For the remainder (odd once-in-a-decade weather events or major infrastructure failures) the duration is even longer (100-1000 hours). One strategy is to just keep fossil gas generators around because 100 million tonnes of CO2 emitted and 1100 tonnes of CO2 removed that month may be easier than 0 and 1000. Another is to make something with electricity to burn (which could involve an electrolyser and could involve hydrogen gas storage but does not have to).

[-] greengnu@slrpnk.net 2 points 1 year ago

Yes in a scenario, which you are in a cold climate which it is always cold outside. Then yes, thermal energy storage would be an extremely efficient option.

It doesn't apply to most living humans but I grant you that special case.

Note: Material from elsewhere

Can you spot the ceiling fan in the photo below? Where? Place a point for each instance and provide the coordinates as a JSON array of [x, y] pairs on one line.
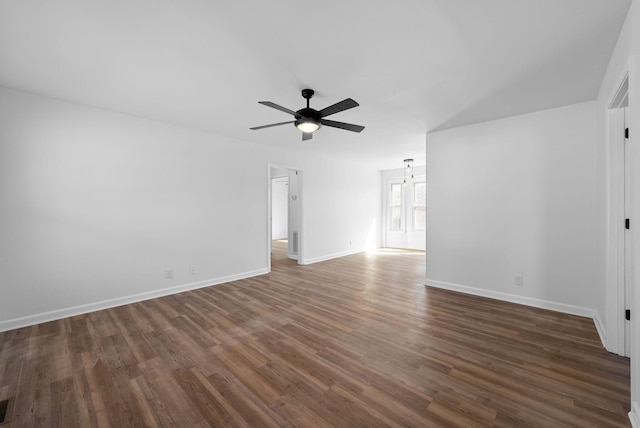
[[309, 120]]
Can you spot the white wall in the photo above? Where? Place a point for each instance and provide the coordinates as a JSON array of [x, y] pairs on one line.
[[511, 197], [279, 207], [627, 48], [95, 205]]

yes, I did look at your link and noted all of sites are those near mountain ranges; which I certainly grant you is near (within 100 miles of) most human population centers.

[-] schroedingershat@lemmy.world 1 points 1 year ago* (last edited 1 year ago)

Yes in a scenario, which you are in a cold climate which it is always cold outside. Then yes, thermal energy storage would be an extremely efficient option.

I'm not sure I follow why this is an edge case. Space heating indoor areas with surplus wind energy stored in september-november when it peaks is the absolute largest block of inflexible demand for >100 hour storage. With PCM or suitable risk management of high temp. sensible heat it represents the plurality of potential storage demand.

Batteries may still win due to flexibility and prevalence of solar, but I can't think of a better use case for thermal storage.

It's also probably the oldest storage tech by about 8000-100,000 years

[-] greengnu@slrpnk.net 1 points 1 year ago

heating is not done year around (365.25 days/year) for the majority of the world's population.

Hence why places which need heating year around are generally considered an edge case.

[-] schroedingershat@lemmy.world 1 points 1 year ago* (last edited 1 year ago)

(i edited above accidentally hit enter too soon)

Long duration storage isn't used year round. Charge with wind in autumn->don't burn stuff during jan/dec or dunkelflaute isn't an edge case, it's about 10% of all energy and the only real use case where renewables absolutely need LDES.